April 28, 2004

Quick and dirty typesetting with APT

Author: Scott Nesbitt

If you need a markup language to create nicely formatted documents, Linux has plenty of them to choose from -- DocBook, TeX and LaTeX, Lout, the roff family, and of course (X)HTML and XML. So do we really need another? I didn't think so, until I ran across Almost Plain Text (APT), a simple system for marking up text in which most of the formatting is done using indentation and ordinary keyboard characters. Using APT's command-line formatting engine, you can output APT documents to PostScript, PDF, LaTeX, and HTML.

APT is the closest you can get to having a markup language without markup. While other languages use explicit commands to format text, APT instead uses spaces, indents, and keyboard symbols. This pseudo-markup denotes headings, body text, lists, tables, links, and font formatting. For example, in APT a document's section headings are always left-justified. You can specify up to five levels of section headings using asterisks. Body text needs to be indented at least four lines, and lists are indented and denoted by an asterisk or number.

If APT is so limited, why use it? (For that matter, why would someone want to use a markup language instead of a WYSIWYG application?) The best reason is because APT is simple -- simple to learn, simple to use, and the converter is simple to run. You can be up and running with APT within 20 to 30 minutes. It took me that long to figure out how to structure a basic DocBook file. APT produces clean output that can be exchanged and processed by anyone. APT is also a good introduction to markup for Linux newbies.

Preparing a document in APT is easy -- far easier than with any other markup language or even a word processor. You just type text in your favorite editor and add the appropriate indents, spaces, and symbols where needed. You will quickly find that adding the necessary markup is far more intuitive than most other markup languages.

You typeset a document with APT using a utility called aptconvert. aptconvert is a command-line Java tool. The archive containing the software weighs in at less than 1 MB. Compare that to a typical TeX distribution or set of DocBook tools, which are several megabytes in size each.

Aptconvert transforms your source file to HTML, Rich Text Format (RTF), LaTeX, Postscript, PDF, or DocBook XML. With LaTeX, you can have aptconvert output either a LaTeX file or a compiled LaTeX DVI file. Of all of supported output formats, HTML has the most output options. You can, for example, convert your APT document to HTML 4.01 or XHTML, and you can split a long HTML file up into multiple pages complete with navigation icons.

Running aptcovert at the command line can be a bit daunting. There are a number of options for each output format. Here's an example of an aptcovert command line to output an RTF file:

aptconvert -pi rtf topmargin 2.5 -pi rtf bottommargin 2.5 -pi rtf
leftmargin 2.5 -pi rtf rightmargin 2.5 -pi rtf fontsize 11 -pi rtf spacing 12
myDoc.rtf myDoc.apt

It can be difficult to remember these options, and continually typing them at the command line quickly becomes tedious. You're better off encapsulating the options that you use for each format in a script.

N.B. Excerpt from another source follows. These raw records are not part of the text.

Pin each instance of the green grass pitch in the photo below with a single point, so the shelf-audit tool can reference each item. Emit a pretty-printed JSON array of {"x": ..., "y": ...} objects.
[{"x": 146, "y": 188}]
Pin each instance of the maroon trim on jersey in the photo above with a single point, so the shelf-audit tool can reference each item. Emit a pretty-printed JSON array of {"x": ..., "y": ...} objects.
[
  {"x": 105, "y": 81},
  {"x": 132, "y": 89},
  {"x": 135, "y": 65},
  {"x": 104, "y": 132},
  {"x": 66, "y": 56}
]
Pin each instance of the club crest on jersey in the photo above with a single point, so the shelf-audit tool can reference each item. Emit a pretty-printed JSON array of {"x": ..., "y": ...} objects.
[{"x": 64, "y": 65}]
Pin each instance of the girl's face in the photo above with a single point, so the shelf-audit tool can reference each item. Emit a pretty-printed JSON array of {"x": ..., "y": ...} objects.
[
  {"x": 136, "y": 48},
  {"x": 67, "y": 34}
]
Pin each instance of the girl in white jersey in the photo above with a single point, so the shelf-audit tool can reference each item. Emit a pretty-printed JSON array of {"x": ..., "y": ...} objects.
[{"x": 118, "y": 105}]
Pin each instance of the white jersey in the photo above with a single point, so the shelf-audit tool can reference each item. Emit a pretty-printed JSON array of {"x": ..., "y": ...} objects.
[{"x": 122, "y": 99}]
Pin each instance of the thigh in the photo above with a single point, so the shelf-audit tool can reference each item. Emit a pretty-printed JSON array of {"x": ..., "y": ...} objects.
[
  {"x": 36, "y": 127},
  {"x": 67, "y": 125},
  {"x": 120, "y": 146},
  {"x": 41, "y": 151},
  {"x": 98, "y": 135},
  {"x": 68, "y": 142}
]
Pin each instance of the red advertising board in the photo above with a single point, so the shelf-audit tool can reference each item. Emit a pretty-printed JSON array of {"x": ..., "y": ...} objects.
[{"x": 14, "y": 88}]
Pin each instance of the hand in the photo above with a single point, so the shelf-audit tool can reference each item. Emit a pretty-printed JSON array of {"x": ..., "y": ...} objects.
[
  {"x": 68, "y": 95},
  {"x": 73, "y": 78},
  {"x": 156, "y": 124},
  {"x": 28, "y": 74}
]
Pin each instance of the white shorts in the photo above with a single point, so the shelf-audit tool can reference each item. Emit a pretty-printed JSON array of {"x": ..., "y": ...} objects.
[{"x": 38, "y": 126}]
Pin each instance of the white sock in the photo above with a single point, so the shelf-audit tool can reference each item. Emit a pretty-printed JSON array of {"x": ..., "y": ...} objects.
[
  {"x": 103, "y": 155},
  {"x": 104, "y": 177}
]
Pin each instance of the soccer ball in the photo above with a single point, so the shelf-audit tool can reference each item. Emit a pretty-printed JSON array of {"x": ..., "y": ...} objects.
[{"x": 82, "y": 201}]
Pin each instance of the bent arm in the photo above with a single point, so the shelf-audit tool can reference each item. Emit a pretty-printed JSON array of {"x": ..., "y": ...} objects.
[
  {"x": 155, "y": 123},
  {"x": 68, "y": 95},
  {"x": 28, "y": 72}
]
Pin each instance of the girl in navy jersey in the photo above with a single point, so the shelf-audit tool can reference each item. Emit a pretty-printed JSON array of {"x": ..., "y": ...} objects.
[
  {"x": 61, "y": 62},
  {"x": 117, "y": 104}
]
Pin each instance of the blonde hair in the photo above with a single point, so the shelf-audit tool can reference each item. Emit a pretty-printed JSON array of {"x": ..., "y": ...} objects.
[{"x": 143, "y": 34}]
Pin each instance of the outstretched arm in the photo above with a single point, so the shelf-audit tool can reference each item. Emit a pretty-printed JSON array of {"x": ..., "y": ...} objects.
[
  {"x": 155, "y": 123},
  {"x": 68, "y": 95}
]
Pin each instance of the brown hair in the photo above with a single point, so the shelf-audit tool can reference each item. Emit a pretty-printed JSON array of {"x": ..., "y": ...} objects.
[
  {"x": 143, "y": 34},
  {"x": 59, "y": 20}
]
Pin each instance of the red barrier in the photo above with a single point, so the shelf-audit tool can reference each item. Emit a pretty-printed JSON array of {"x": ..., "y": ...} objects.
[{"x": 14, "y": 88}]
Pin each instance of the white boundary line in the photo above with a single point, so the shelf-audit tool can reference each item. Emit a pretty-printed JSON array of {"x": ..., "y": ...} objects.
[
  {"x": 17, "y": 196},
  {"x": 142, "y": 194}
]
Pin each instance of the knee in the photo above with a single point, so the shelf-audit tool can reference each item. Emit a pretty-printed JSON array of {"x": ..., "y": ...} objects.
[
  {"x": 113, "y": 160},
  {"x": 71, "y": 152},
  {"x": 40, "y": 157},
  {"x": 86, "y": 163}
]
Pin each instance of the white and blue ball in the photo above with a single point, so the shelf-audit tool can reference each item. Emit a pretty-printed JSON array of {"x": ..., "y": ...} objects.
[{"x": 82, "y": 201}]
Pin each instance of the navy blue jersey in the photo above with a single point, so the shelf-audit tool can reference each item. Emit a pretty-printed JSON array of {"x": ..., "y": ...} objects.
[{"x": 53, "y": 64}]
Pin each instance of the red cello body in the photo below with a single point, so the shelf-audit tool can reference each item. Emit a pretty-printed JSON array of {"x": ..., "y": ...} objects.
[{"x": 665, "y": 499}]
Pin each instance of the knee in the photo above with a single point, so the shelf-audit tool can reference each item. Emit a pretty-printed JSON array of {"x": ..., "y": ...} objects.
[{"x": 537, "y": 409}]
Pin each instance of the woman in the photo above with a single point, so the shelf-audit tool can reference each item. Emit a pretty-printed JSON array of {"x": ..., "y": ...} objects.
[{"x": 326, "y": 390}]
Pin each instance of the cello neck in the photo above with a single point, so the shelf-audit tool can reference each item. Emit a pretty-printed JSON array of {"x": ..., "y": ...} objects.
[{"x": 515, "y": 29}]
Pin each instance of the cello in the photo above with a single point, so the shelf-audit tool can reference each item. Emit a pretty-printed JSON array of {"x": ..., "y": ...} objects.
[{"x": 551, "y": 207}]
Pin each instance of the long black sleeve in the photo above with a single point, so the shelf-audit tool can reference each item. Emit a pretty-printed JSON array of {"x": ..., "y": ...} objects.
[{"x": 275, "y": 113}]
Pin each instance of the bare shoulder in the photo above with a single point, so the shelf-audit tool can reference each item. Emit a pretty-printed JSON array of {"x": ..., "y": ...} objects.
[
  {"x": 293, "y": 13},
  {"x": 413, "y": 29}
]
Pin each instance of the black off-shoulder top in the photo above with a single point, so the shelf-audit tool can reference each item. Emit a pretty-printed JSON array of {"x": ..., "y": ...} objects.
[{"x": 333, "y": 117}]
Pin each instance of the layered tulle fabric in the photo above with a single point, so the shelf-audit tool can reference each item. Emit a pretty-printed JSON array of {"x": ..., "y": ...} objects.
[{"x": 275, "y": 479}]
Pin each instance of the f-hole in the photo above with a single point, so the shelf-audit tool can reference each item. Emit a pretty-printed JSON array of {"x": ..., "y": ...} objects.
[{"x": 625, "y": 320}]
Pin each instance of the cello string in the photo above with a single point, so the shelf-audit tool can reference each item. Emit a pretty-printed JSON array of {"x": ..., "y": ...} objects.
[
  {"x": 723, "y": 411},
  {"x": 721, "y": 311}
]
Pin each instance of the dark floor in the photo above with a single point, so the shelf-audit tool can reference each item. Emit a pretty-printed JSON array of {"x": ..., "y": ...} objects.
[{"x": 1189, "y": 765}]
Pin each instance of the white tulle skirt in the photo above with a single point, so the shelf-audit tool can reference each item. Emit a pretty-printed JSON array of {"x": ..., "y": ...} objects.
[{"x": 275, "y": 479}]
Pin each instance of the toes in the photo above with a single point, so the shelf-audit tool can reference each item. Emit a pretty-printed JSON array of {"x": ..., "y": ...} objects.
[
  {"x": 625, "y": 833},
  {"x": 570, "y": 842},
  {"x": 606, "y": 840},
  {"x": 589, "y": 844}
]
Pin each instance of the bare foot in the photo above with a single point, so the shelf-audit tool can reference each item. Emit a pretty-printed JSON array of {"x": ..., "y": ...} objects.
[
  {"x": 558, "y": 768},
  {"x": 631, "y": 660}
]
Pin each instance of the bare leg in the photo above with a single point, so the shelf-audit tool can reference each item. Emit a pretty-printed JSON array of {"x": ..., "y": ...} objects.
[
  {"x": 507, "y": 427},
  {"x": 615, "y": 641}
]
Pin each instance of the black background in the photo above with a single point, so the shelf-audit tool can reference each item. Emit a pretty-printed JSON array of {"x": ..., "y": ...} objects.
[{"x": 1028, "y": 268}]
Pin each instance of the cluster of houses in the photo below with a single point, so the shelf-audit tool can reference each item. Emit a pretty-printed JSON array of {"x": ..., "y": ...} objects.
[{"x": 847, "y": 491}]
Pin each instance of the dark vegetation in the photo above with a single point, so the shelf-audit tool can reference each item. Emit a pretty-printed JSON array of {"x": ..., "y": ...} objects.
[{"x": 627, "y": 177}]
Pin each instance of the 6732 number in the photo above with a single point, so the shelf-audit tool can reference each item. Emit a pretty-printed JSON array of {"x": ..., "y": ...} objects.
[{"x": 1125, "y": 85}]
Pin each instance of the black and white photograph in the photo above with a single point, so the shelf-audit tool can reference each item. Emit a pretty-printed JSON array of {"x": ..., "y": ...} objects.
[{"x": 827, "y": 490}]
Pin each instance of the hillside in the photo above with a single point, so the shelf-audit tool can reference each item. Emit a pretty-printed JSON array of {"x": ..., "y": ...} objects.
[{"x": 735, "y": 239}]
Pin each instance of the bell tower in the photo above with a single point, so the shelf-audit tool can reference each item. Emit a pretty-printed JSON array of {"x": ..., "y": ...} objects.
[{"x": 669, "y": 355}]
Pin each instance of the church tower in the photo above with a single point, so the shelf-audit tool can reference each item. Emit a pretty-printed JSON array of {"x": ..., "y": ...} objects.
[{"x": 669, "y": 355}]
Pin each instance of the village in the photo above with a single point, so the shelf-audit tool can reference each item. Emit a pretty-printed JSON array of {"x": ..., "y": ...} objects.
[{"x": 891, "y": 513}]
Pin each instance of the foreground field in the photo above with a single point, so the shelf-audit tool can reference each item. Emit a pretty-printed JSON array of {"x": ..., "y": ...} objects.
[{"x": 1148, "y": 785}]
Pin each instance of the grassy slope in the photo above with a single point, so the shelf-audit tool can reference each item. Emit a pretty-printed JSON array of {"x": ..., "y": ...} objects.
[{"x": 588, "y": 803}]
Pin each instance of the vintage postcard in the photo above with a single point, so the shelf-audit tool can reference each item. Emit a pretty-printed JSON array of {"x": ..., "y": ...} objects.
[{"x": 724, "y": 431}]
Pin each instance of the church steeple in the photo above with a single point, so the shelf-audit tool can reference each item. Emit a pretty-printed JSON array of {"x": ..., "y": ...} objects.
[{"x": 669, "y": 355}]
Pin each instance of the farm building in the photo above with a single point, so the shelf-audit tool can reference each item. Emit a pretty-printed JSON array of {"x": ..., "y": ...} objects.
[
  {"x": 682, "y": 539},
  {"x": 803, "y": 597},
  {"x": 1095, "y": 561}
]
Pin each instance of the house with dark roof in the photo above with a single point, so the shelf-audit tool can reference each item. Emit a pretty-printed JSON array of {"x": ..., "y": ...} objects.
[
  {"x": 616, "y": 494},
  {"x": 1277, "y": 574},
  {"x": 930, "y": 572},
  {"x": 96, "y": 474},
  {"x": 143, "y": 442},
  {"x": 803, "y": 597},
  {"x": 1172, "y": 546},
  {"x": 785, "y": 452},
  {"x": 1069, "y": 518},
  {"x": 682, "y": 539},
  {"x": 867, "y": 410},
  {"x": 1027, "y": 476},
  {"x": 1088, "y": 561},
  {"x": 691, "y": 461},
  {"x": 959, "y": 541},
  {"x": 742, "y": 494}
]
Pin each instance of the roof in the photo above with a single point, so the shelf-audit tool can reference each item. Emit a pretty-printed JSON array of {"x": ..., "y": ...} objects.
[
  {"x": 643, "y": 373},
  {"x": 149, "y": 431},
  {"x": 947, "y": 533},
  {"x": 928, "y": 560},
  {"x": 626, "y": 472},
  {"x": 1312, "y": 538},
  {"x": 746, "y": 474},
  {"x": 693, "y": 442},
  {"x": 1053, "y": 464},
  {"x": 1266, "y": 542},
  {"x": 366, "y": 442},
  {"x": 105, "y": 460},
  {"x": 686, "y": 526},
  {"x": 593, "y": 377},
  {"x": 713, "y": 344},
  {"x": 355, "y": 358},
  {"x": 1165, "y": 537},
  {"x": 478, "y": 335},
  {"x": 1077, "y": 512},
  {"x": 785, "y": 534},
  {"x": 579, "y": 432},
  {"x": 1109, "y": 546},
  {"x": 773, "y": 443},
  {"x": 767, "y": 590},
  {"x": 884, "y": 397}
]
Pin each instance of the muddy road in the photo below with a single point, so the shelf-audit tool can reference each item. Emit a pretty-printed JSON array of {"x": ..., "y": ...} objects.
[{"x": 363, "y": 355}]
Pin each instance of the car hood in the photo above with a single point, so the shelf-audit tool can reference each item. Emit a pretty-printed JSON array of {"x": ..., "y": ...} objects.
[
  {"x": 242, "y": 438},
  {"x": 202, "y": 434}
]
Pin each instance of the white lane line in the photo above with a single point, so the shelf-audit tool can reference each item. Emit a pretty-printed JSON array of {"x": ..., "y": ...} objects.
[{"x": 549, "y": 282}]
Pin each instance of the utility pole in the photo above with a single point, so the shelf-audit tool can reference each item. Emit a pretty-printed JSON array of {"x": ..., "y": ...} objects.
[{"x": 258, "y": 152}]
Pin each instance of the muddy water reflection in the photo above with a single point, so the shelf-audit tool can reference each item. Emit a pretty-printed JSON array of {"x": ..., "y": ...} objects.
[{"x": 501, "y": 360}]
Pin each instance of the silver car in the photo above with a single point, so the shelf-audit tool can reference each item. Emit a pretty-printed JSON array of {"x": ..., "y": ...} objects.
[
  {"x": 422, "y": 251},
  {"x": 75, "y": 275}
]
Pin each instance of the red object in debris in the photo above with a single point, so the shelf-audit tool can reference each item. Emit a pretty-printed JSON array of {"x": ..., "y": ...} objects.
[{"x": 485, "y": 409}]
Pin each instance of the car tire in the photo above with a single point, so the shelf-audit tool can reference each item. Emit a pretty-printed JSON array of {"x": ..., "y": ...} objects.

While investigating APT, I authored about a dozen documents and converted them to all the supported formats. I found that, overall, the quality of the output produced by the aptconvert utility is quite high. The HTML, for example, validates using HTML Tidy. I was able to transform the DocBook files using my DocBook tools without any problems. And the RTF files open in applications like StarOffice, OpenOffice.org, AbiWord, and ApplixWare with little or no loss in formatting.

I didn't like the LaTeX source files that aptconvert generated, however. Instead of using standard LaTeX markup, aptconvert creates a number of new commands and environments to simulate normal LaTeX -- for example \begin{plist}
instead of \begin{itemize} to denote the start of a bulleted list
While this is perfectly acceptable, it also increases the size of the source file and makes it difficult to edit the LaTeX file later on.

The default look of the hard-copy output is based on the standard LaTeX article class, which is traditionally used for short documents like submissions to scholarly journals. A LaTeX article doesn't have a particularly dynamic layout; it uses one-inch margins all around and fully-justified text.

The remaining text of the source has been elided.